We've certainly had ourselves a Grand Tour up to this point, making this one of the most exciting years of bike racing I can recall, start to finish -- if you just look at the action on the road. Of all the major races this year, I can only think of a handful (Flanders, the Giro) that were pure textbook wins. Everything else has been wild and wonderful. On the road, at least. Ahem...
First star today goes to the Astana boys. Obviously. Two Free Men get their revenge in the country where their troubles all started, and at the expense of a couple national heroes to boot. Ultimately, this is more about Alexandre Vinokourov and Andrey Kashechkin being stronger and fresher than the competition, straight through the final week of the Vuelta, rather than the drama of the Operacion Puerco and Vino's perilous journey from T-Mob to Saiz-world to oblivion and back. But it's probably OK to think about the drama as background, right?
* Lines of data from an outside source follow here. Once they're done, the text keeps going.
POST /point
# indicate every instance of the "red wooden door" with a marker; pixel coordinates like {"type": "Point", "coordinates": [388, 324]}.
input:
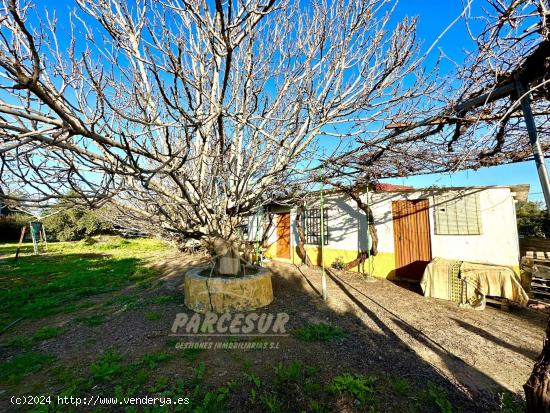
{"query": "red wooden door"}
{"type": "Point", "coordinates": [411, 235]}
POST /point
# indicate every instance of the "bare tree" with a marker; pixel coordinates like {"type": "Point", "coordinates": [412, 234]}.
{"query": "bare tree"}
{"type": "Point", "coordinates": [184, 114]}
{"type": "Point", "coordinates": [474, 118]}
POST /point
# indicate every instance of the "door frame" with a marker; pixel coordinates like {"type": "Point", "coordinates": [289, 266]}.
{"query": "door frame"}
{"type": "Point", "coordinates": [413, 224]}
{"type": "Point", "coordinates": [284, 252]}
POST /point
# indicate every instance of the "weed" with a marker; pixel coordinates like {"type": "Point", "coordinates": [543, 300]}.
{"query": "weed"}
{"type": "Point", "coordinates": [315, 407]}
{"type": "Point", "coordinates": [46, 333]}
{"type": "Point", "coordinates": [106, 366]}
{"type": "Point", "coordinates": [191, 354]}
{"type": "Point", "coordinates": [288, 373]}
{"type": "Point", "coordinates": [18, 342]}
{"type": "Point", "coordinates": [23, 364]}
{"type": "Point", "coordinates": [160, 384]}
{"type": "Point", "coordinates": [338, 264]}
{"type": "Point", "coordinates": [271, 403]}
{"type": "Point", "coordinates": [152, 316]}
{"type": "Point", "coordinates": [436, 396]}
{"type": "Point", "coordinates": [359, 386]}
{"type": "Point", "coordinates": [254, 379]}
{"type": "Point", "coordinates": [400, 386]}
{"type": "Point", "coordinates": [153, 359]}
{"type": "Point", "coordinates": [510, 403]}
{"type": "Point", "coordinates": [92, 321]}
{"type": "Point", "coordinates": [57, 282]}
{"type": "Point", "coordinates": [323, 332]}
{"type": "Point", "coordinates": [213, 401]}
{"type": "Point", "coordinates": [165, 299]}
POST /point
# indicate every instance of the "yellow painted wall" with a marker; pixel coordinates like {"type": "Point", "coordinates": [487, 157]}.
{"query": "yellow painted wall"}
{"type": "Point", "coordinates": [383, 264]}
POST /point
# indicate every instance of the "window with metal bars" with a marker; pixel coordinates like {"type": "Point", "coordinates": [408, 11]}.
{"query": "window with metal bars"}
{"type": "Point", "coordinates": [312, 226]}
{"type": "Point", "coordinates": [457, 214]}
{"type": "Point", "coordinates": [243, 228]}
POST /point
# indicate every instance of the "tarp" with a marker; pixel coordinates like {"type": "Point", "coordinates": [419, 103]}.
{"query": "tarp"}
{"type": "Point", "coordinates": [469, 283]}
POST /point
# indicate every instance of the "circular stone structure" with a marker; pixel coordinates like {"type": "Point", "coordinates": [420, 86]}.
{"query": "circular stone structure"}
{"type": "Point", "coordinates": [227, 294]}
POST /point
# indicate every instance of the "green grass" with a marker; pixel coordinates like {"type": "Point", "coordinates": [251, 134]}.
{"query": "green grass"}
{"type": "Point", "coordinates": [22, 364]}
{"type": "Point", "coordinates": [436, 396]}
{"type": "Point", "coordinates": [152, 316]}
{"type": "Point", "coordinates": [41, 334]}
{"type": "Point", "coordinates": [359, 386]}
{"type": "Point", "coordinates": [92, 321]}
{"type": "Point", "coordinates": [108, 365]}
{"type": "Point", "coordinates": [400, 386]}
{"type": "Point", "coordinates": [62, 280]}
{"type": "Point", "coordinates": [151, 360]}
{"type": "Point", "coordinates": [191, 354]}
{"type": "Point", "coordinates": [322, 332]}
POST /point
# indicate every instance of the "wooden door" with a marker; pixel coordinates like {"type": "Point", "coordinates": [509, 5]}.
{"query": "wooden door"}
{"type": "Point", "coordinates": [411, 235]}
{"type": "Point", "coordinates": [283, 235]}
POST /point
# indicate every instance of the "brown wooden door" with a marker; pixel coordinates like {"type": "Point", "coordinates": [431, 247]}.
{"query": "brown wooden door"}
{"type": "Point", "coordinates": [411, 235]}
{"type": "Point", "coordinates": [283, 235]}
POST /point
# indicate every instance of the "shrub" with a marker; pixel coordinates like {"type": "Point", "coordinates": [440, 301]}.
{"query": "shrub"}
{"type": "Point", "coordinates": [436, 396]}
{"type": "Point", "coordinates": [75, 224]}
{"type": "Point", "coordinates": [10, 226]}
{"type": "Point", "coordinates": [359, 386]}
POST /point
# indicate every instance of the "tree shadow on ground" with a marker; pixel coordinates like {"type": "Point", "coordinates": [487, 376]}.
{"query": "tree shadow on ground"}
{"type": "Point", "coordinates": [373, 345]}
{"type": "Point", "coordinates": [498, 341]}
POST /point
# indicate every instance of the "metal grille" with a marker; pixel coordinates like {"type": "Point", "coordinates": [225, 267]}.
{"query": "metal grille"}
{"type": "Point", "coordinates": [457, 214]}
{"type": "Point", "coordinates": [312, 226]}
{"type": "Point", "coordinates": [455, 283]}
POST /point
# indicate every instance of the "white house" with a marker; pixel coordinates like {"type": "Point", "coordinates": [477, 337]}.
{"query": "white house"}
{"type": "Point", "coordinates": [413, 226]}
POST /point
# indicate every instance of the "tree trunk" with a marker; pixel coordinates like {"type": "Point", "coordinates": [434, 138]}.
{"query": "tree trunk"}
{"type": "Point", "coordinates": [302, 253]}
{"type": "Point", "coordinates": [537, 388]}
{"type": "Point", "coordinates": [226, 256]}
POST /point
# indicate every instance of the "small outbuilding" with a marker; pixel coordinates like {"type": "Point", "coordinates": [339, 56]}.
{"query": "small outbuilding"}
{"type": "Point", "coordinates": [408, 228]}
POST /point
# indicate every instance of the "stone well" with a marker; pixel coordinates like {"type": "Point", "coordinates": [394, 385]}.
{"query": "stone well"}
{"type": "Point", "coordinates": [222, 295]}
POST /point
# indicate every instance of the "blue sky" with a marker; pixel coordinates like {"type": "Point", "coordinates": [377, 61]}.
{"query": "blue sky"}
{"type": "Point", "coordinates": [434, 17]}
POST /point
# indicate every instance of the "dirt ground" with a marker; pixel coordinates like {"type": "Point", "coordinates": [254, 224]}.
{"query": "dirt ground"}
{"type": "Point", "coordinates": [480, 351]}
{"type": "Point", "coordinates": [391, 331]}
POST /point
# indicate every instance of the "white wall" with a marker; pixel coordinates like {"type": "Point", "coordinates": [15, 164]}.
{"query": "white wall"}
{"type": "Point", "coordinates": [498, 243]}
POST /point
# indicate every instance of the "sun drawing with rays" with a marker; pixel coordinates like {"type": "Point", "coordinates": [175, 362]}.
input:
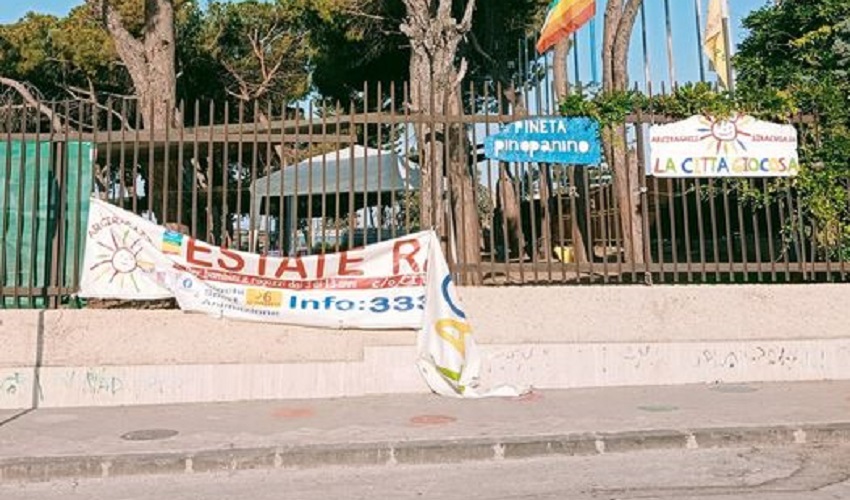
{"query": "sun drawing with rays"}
{"type": "Point", "coordinates": [120, 260]}
{"type": "Point", "coordinates": [724, 134]}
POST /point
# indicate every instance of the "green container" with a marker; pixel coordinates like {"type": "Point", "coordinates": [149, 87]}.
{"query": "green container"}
{"type": "Point", "coordinates": [36, 181]}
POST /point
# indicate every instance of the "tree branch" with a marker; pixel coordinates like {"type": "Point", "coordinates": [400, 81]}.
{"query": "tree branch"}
{"type": "Point", "coordinates": [24, 92]}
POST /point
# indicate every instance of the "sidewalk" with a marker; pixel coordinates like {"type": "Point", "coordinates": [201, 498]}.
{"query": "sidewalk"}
{"type": "Point", "coordinates": [99, 442]}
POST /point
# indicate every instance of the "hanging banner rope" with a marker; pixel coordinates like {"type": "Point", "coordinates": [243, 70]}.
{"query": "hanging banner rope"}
{"type": "Point", "coordinates": [402, 284]}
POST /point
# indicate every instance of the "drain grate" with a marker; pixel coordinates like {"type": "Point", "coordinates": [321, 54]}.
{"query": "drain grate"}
{"type": "Point", "coordinates": [149, 435]}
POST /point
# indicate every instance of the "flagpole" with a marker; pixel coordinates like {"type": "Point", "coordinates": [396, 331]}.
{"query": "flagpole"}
{"type": "Point", "coordinates": [594, 68]}
{"type": "Point", "coordinates": [727, 36]}
{"type": "Point", "coordinates": [646, 64]}
{"type": "Point", "coordinates": [670, 64]}
{"type": "Point", "coordinates": [698, 6]}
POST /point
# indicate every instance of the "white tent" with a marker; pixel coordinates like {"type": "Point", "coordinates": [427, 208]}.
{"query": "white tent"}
{"type": "Point", "coordinates": [367, 173]}
{"type": "Point", "coordinates": [356, 169]}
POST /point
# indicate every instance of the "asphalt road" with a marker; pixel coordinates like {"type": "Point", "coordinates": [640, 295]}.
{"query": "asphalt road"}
{"type": "Point", "coordinates": [788, 473]}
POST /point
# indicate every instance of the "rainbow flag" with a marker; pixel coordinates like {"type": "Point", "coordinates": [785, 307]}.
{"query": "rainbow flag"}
{"type": "Point", "coordinates": [563, 19]}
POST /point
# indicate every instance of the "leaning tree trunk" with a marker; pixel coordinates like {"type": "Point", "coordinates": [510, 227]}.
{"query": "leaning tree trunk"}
{"type": "Point", "coordinates": [461, 174]}
{"type": "Point", "coordinates": [434, 36]}
{"type": "Point", "coordinates": [150, 61]}
{"type": "Point", "coordinates": [578, 225]}
{"type": "Point", "coordinates": [619, 24]}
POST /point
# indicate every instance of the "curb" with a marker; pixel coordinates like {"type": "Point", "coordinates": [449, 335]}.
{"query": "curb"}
{"type": "Point", "coordinates": [48, 468]}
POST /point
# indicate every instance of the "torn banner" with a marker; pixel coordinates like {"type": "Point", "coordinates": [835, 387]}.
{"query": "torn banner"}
{"type": "Point", "coordinates": [402, 283]}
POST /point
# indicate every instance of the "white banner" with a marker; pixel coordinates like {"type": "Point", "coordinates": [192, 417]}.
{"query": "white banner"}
{"type": "Point", "coordinates": [402, 283]}
{"type": "Point", "coordinates": [740, 146]}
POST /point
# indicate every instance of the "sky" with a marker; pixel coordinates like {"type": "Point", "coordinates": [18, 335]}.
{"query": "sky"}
{"type": "Point", "coordinates": [686, 53]}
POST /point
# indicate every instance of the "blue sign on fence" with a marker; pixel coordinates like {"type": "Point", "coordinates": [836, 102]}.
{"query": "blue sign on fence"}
{"type": "Point", "coordinates": [572, 141]}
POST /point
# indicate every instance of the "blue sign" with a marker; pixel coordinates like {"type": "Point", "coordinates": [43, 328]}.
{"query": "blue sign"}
{"type": "Point", "coordinates": [573, 141]}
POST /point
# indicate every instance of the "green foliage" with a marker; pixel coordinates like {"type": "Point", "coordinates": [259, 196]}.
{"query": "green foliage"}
{"type": "Point", "coordinates": [261, 48]}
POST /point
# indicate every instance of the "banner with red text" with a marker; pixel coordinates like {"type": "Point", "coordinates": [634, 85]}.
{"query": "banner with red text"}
{"type": "Point", "coordinates": [402, 283]}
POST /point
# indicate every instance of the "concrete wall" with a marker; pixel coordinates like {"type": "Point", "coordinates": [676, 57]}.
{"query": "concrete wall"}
{"type": "Point", "coordinates": [547, 337]}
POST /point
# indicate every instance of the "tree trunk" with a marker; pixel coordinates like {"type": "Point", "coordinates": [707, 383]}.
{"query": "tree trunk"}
{"type": "Point", "coordinates": [150, 61]}
{"type": "Point", "coordinates": [434, 38]}
{"type": "Point", "coordinates": [467, 226]}
{"type": "Point", "coordinates": [619, 24]}
{"type": "Point", "coordinates": [578, 226]}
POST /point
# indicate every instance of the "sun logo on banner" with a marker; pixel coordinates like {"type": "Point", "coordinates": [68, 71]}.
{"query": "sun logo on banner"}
{"type": "Point", "coordinates": [724, 134]}
{"type": "Point", "coordinates": [120, 261]}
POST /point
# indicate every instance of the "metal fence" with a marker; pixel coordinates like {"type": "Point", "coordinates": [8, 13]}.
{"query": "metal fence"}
{"type": "Point", "coordinates": [286, 179]}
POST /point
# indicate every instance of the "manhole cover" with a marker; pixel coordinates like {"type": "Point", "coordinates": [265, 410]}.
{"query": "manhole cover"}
{"type": "Point", "coordinates": [432, 420]}
{"type": "Point", "coordinates": [658, 408]}
{"type": "Point", "coordinates": [149, 435]}
{"type": "Point", "coordinates": [734, 388]}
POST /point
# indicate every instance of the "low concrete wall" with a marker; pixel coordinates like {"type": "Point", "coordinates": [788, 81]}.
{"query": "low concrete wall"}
{"type": "Point", "coordinates": [547, 337]}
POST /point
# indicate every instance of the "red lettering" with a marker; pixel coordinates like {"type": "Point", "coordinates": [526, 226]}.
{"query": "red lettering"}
{"type": "Point", "coordinates": [237, 262]}
{"type": "Point", "coordinates": [194, 247]}
{"type": "Point", "coordinates": [285, 267]}
{"type": "Point", "coordinates": [345, 261]}
{"type": "Point", "coordinates": [409, 257]}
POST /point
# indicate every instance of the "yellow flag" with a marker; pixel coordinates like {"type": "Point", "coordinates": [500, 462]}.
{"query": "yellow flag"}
{"type": "Point", "coordinates": [715, 40]}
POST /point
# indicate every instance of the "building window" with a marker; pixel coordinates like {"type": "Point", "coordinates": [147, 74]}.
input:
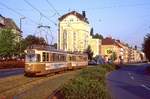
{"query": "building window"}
{"type": "Point", "coordinates": [65, 39]}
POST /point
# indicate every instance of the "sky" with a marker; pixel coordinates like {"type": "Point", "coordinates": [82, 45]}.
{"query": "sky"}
{"type": "Point", "coordinates": [127, 20]}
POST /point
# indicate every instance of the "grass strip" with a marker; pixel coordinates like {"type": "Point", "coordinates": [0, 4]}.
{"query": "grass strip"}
{"type": "Point", "coordinates": [89, 84]}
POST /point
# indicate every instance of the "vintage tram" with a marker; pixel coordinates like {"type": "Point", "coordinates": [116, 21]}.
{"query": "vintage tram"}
{"type": "Point", "coordinates": [42, 60]}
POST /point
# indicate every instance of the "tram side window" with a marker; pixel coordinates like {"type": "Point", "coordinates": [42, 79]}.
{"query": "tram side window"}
{"type": "Point", "coordinates": [62, 57]}
{"type": "Point", "coordinates": [38, 58]}
{"type": "Point", "coordinates": [45, 56]}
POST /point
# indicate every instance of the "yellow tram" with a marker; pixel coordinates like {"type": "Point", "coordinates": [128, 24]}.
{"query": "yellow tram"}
{"type": "Point", "coordinates": [41, 60]}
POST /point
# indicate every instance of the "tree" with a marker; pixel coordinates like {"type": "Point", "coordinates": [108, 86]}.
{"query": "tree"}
{"type": "Point", "coordinates": [146, 46]}
{"type": "Point", "coordinates": [89, 52]}
{"type": "Point", "coordinates": [7, 43]}
{"type": "Point", "coordinates": [113, 57]}
{"type": "Point", "coordinates": [98, 36]}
Second star to Alejandro Valverde. When you consider his season next to Vino's, it's entirely logical that he'd lose steam a bit too soon. Sure, both riders had planned their peaks for July, but Valverde was actually in the process of exercising his when he got knocked over. Worse than not racing (like Vino), he was off the bike and his season in turmoil, only to get back on and try to form a new peak. Valverde also seemed strong at the Clasica San Sebastian, where Vino was less of a factor, seemingly in cruise control. Two weeks before the Vuelta started. Five weeks is a long time to be peaking, for a guy so young, with a season so scrambled. Valverde will be disappointed for sure, having held the Maillot Oro so close to Madrid, but he shouldn't be.
Third star to the best plugger on the road, Carlos Sastre. In the third week of his third grand tour, he's been cracking and recovering for days. He too might be bitter about the results -- the strangeness of the season bit his team harder than almost anyone, making it difficult for him and Riis to concoct a more sensible plan. 4th in France, 4th in Spain. For sheer determination, Jens Voigt has company in his teammate.